The word "includes" as used in the definition is meant to be

expansive.4 "Relative" is defined in section 101(45) as:

individual related by affinity or consanguinity within the third degree as determined by the common law, or individual in a step or adoptive relationship within such third degree.]

Now, my partner's uncle is trying to buy my share and in his declaration in the sales agreement with the trustee, he declares that he is not an insider, but he says that his sister has married to my partner's father. It means that my partner is her step daughter of his sister. He is pretending that my partner is his step family; however, I can prove that he is her blood uncle. As I researched and copy and paste the rule above, even a family in a step relationship is an insider, hence this sale cannot occur.

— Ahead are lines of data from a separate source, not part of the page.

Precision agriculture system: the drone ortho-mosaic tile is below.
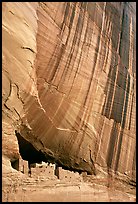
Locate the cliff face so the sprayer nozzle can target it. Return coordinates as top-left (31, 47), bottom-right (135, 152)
top-left (2, 2), bottom-right (136, 179)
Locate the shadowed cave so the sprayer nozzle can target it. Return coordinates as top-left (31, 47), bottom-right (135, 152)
top-left (15, 131), bottom-right (46, 164)
top-left (14, 130), bottom-right (83, 174)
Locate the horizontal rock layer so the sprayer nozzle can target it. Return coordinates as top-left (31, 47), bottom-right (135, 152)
top-left (2, 2), bottom-right (136, 179)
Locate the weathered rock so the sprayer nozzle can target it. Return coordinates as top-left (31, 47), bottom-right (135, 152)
top-left (2, 2), bottom-right (136, 183)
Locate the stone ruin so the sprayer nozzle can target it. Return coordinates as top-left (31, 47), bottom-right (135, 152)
top-left (11, 157), bottom-right (81, 181)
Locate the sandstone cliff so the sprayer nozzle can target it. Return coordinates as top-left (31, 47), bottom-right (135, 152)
top-left (2, 2), bottom-right (136, 183)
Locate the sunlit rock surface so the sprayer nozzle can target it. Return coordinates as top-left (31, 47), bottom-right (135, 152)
top-left (2, 2), bottom-right (136, 185)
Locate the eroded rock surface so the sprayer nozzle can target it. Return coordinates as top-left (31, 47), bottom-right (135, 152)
top-left (2, 2), bottom-right (136, 197)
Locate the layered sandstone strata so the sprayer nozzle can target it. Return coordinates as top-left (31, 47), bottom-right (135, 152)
top-left (2, 2), bottom-right (136, 180)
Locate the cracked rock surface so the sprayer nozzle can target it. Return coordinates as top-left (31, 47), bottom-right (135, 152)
top-left (2, 2), bottom-right (136, 201)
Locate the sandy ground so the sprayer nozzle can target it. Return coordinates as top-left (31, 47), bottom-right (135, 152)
top-left (3, 175), bottom-right (136, 202)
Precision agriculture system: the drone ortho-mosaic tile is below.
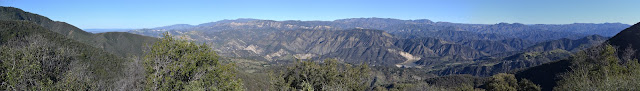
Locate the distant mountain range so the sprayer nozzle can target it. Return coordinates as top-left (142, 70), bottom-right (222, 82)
top-left (0, 7), bottom-right (156, 56)
top-left (82, 29), bottom-right (134, 33)
top-left (0, 7), bottom-right (640, 90)
top-left (129, 18), bottom-right (629, 76)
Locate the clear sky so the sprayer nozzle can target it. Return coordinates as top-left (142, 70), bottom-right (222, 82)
top-left (0, 0), bottom-right (640, 29)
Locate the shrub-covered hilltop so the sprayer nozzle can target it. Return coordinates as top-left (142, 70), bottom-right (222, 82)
top-left (0, 7), bottom-right (640, 91)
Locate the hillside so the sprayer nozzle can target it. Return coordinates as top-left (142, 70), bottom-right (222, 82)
top-left (514, 21), bottom-right (640, 91)
top-left (0, 20), bottom-right (128, 90)
top-left (0, 7), bottom-right (156, 57)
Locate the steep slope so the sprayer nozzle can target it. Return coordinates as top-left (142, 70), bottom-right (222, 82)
top-left (607, 23), bottom-right (640, 59)
top-left (0, 20), bottom-right (126, 90)
top-left (434, 35), bottom-right (607, 76)
top-left (524, 35), bottom-right (608, 52)
top-left (513, 21), bottom-right (640, 91)
top-left (0, 7), bottom-right (156, 56)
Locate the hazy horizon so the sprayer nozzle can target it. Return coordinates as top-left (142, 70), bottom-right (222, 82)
top-left (0, 0), bottom-right (640, 29)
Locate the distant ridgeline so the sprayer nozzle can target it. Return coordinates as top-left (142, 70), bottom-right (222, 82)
top-left (129, 18), bottom-right (629, 76)
top-left (0, 7), bottom-right (640, 91)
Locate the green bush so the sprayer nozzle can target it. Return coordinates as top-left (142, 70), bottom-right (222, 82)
top-left (144, 33), bottom-right (244, 91)
top-left (272, 59), bottom-right (370, 91)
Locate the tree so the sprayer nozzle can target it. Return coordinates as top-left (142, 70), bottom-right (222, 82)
top-left (553, 45), bottom-right (640, 91)
top-left (272, 59), bottom-right (370, 91)
top-left (144, 33), bottom-right (244, 91)
top-left (487, 73), bottom-right (541, 91)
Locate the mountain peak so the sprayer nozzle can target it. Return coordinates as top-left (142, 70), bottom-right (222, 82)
top-left (608, 23), bottom-right (640, 58)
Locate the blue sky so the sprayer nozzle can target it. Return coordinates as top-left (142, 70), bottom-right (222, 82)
top-left (0, 0), bottom-right (640, 29)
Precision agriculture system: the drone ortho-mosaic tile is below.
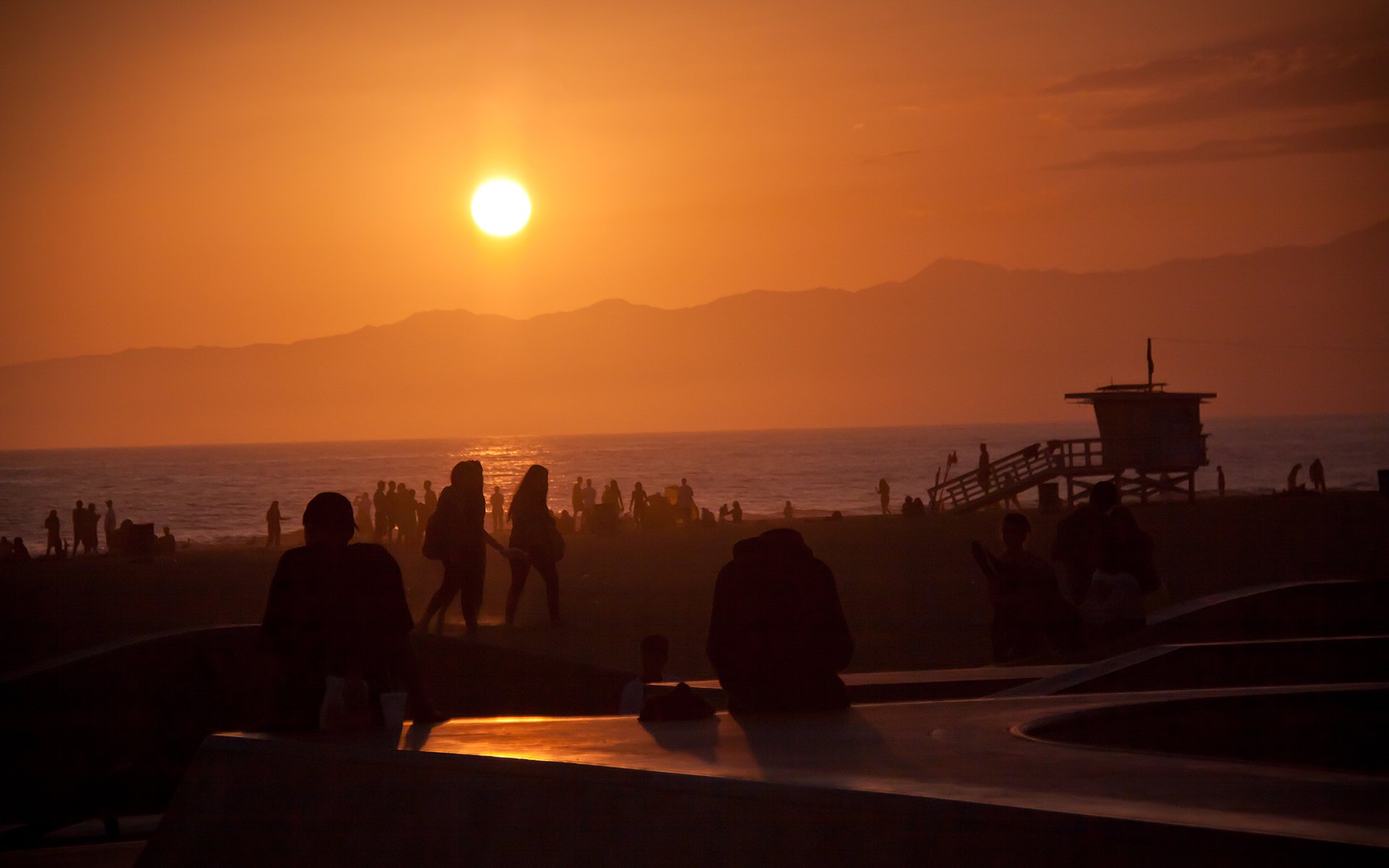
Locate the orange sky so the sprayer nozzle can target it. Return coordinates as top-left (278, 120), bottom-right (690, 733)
top-left (0, 0), bottom-right (1389, 364)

My question is that if this sale would be an arm-length transaction or it would not based on insider law and therefore prevents this sale agreement with the trustee from taking place. Thanks


Asked on 11/20/13, 12:33 pm

1 Answer from Attorneys

Charles Andersen Charles Andersen, Atty

Section 101 is defines the term insider and is generally used in exercise of the trustee's avoidance powers of transfer by the debtor to "insiders". The purpose of this section generally is to stop the debtor from giving away or transferring property for less than market value to friends or relatives in an effort to keep it out of the reach of creditors in a bankuptcy proceeding.

The trustee is not the debtor and can exercise his discretion in how to sell property of the estate. It doesn't appear to be material if the only person who wants to buy from the trustee is an insider of the debtor, since the transfer is not one by the debtor to any insider prior to the filing of the case, but rather a trustee's post filing sale of recovered assets.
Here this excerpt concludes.